Depuis août 2025, le ministère de l'Intérieur connaît une accélération de ses actions sécuritaires, sociales et territoriales. Le ministre affirme que « les résultats parlent d'eux-mêmes » et met en avant une nouvelle organisation plus rigoureuse. Dans cette dynamique, il s'appuie sur un directeur de cabinet au profil singulier, issu de la gendarmerie nationale, qui structure discrètement les opérations, aux côtés des conseillers qui accompagnent quotidiennement le ministre.
Le ministère de l'intérieur et de la décentralisation entre, depuis plusieurs semaines, dans une nouvelle phase. « Nous avançons, pas à pas, avec méthode », assure le ministre et les premières opérations menées contre la délinquance à Madjadjou, la régulation de l'ordre public lors de la crise des taxis-Vitz ou encore les concertations avec les commerçants en témoignent. Cette séquence montre une volonté politique assumée, portée par le Ministre et structurée par une équipe renforcée. Parmi les pièces maîtresses de cette nouvelle architecture administrative figure le directeur de cabinet, nommé en août et dont la présence reste discrète. Ce retrait volontaire du devant de la scène nourrit sa réputation d'homme réservé, méthodique, parfois qualifié d'apolitique. « La neutralité, c'est un atout, pas une faiblesse », explique un membre du cabinet, rappelant que le ministre recherche avant tout efficacité, loyauté et stabilité.
Le nouvel environnement repose désormais sur une approche plus méthodique, inspirée d'un profil forgé dans la discipline, le renseignement et l'enquête judiciaire. Abderemane Boina Mohamed, un ancien lieutenant-retraité de la gendarmerie, cumule plus de trente années de service au cœur des unités les plus sensibles : commandement de la Brigade de Recherches, direction de la Brigade Anti-Drogue, gestion du Fichier central du renseignement judiciaire, coordination nationale de la sûreté et sécurité aéroportuaire, puis direction de la Documentation et de la Protection de l'État. Un parcours dense, qui continue aujourd'hui de nourrir le travail administratif mené au ministère. Un haut responsable décrit même que « son expérience apporte une profondeur que peu peuvent revendiquer ». À l'expertise sécuritaire s'ajoute une dimension politico-territoriale acquise lors de son passage à la mairie de Moroni puis en tant que Préfet, à une période où les rapports territoriaux entre les îles exigeaient finesse et sens de l'équilibre institutionnel.
Depuis l'arrivée du directeur de cabinet, cette philosophie guide l'action interne. Une dynamique progressive s'installe : réunions plus structurées, suivi renforcé des dossiers territoriaux, relance du processus de décentralisation, préparation du congrès des préfets et maires, pilotage des opérations conjointes Police-Gendarmerie et coordination des interventions dans l'espace public. « Nous travaillons pour faire bouger les lignes », insiste le ministre, convaincu que les résultats doivent primer sur les discours. Cette nouvelle énergie n'est pas le fruit d'une seule personne mais d'un travail collectif. Autour du Ministre, ses conseillers assurent une présence constante, traduisent les priorités politiques et veillent à la cohérence opérationnelle.
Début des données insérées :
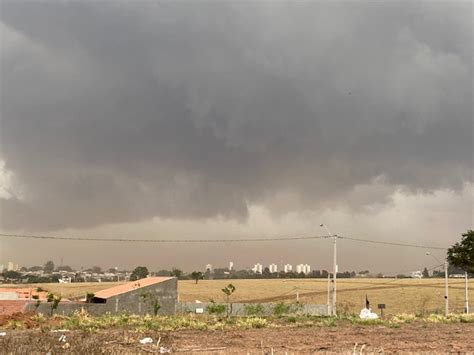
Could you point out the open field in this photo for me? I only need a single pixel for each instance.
(82, 334)
(399, 295)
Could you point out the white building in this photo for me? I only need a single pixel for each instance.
(258, 268)
(273, 268)
(299, 268)
(306, 269)
(303, 268)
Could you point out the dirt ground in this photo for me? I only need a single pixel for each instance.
(417, 338)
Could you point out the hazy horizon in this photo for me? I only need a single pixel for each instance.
(191, 120)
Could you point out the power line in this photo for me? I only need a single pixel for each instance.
(394, 243)
(243, 240)
(127, 240)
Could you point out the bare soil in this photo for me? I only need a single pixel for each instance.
(415, 337)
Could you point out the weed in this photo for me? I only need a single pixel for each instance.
(254, 309)
(252, 322)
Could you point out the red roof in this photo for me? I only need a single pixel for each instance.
(129, 286)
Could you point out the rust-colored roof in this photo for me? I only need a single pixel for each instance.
(25, 293)
(129, 286)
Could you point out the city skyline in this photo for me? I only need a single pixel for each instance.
(237, 121)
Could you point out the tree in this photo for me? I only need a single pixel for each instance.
(461, 254)
(140, 272)
(196, 275)
(48, 267)
(426, 274)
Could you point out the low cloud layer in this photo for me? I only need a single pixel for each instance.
(120, 113)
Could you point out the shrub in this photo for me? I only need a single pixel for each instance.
(216, 308)
(254, 309)
(281, 309)
(252, 322)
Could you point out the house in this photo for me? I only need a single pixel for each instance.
(137, 297)
(13, 300)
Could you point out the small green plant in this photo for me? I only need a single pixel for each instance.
(37, 303)
(280, 309)
(228, 291)
(254, 309)
(216, 308)
(89, 297)
(54, 300)
(252, 322)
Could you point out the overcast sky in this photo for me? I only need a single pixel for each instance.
(193, 119)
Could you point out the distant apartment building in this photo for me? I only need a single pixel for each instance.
(303, 268)
(258, 268)
(11, 266)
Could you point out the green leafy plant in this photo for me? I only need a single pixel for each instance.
(216, 308)
(89, 297)
(54, 300)
(228, 291)
(254, 309)
(280, 309)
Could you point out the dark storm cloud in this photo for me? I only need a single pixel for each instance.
(121, 112)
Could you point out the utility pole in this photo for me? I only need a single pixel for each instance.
(466, 299)
(329, 287)
(446, 302)
(334, 268)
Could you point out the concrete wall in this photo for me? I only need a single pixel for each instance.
(10, 307)
(240, 308)
(166, 293)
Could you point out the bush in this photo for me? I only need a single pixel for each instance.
(254, 309)
(216, 308)
(281, 309)
(252, 322)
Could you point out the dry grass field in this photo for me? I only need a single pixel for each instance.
(399, 295)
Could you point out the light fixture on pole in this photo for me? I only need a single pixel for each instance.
(446, 302)
(334, 267)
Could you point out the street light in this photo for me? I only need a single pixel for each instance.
(334, 267)
(446, 303)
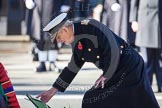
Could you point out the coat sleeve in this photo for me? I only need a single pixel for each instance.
(134, 10)
(68, 73)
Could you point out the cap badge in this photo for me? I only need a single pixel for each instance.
(85, 22)
(80, 46)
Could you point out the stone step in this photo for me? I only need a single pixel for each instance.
(15, 43)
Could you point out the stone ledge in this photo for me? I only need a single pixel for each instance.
(15, 44)
(14, 38)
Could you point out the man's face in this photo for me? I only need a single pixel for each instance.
(65, 35)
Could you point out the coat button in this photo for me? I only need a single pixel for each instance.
(89, 49)
(83, 59)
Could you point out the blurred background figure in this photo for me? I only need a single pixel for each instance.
(47, 50)
(116, 16)
(14, 16)
(146, 18)
(97, 6)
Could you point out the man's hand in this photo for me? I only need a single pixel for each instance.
(47, 95)
(134, 26)
(100, 81)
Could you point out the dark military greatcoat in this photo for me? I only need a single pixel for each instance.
(127, 85)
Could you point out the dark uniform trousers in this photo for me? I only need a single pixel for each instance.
(127, 85)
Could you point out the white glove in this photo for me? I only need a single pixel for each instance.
(115, 7)
(65, 8)
(30, 4)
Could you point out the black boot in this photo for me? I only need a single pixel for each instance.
(41, 67)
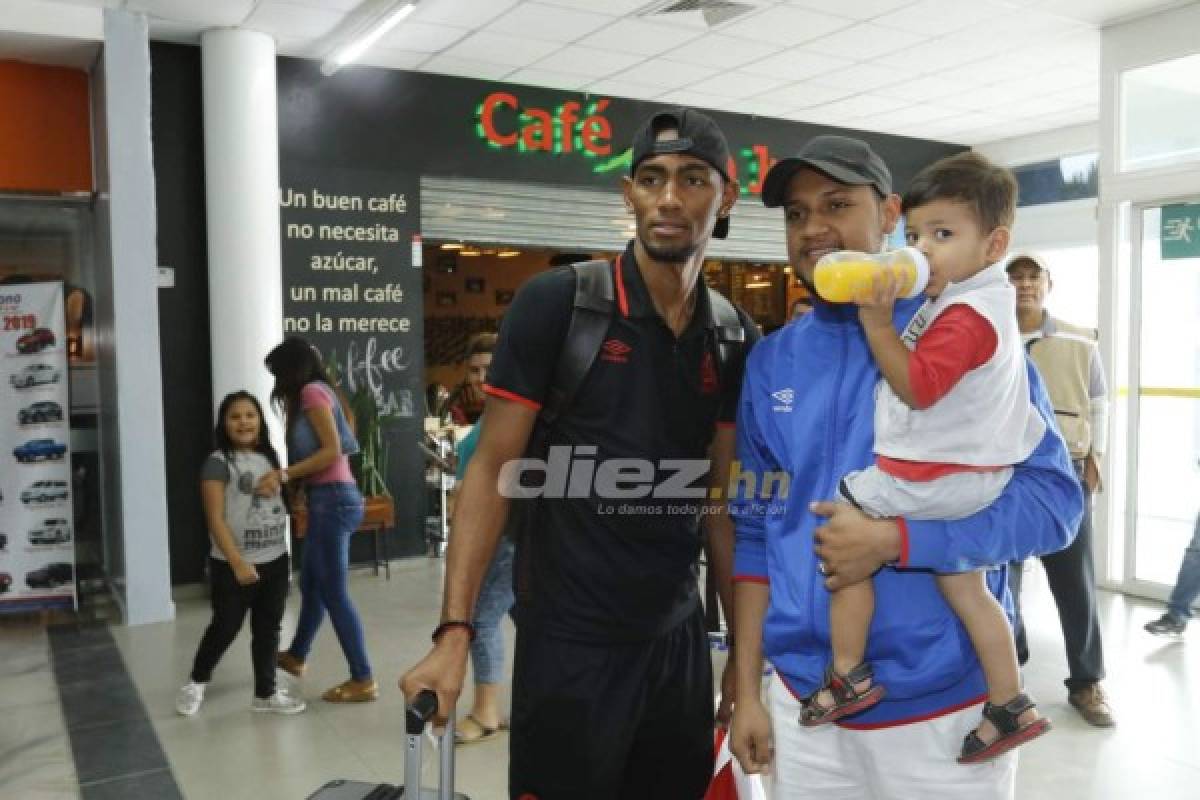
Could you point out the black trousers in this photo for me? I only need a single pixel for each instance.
(1072, 577)
(264, 600)
(603, 721)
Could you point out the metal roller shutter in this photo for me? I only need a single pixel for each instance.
(532, 215)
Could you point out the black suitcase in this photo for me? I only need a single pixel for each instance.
(417, 716)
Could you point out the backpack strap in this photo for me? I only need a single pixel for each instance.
(731, 336)
(591, 316)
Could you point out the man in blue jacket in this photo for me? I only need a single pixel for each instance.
(805, 420)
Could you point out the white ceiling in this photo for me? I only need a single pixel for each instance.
(966, 71)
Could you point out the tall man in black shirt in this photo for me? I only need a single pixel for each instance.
(612, 691)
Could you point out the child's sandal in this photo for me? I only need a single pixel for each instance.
(846, 698)
(1012, 732)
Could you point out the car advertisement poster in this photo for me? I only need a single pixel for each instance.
(36, 540)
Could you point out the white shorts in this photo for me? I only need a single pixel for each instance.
(951, 497)
(906, 762)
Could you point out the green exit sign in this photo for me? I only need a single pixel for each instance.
(1180, 233)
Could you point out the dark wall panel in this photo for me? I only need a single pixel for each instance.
(178, 133)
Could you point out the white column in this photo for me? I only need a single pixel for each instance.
(241, 169)
(131, 376)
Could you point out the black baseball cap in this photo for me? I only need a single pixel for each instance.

Il reconnaît d'ailleurs que « chacun joue sa partition, et le plus important est ce que nous livrons au pays ». Pour beaucoup, cette équipe marque une rupture. Les actions menées ces dernières semaines, visibles et concrètes, montrent que la machine administrative se remet en mouvement. La lutte contre la délinquance, la gestion des crises sociales, l'encadrement des transports, l'occupation anarchique de l'espace public, la restructuration territoriale : autant de fronts sur lesquels le ministère avance.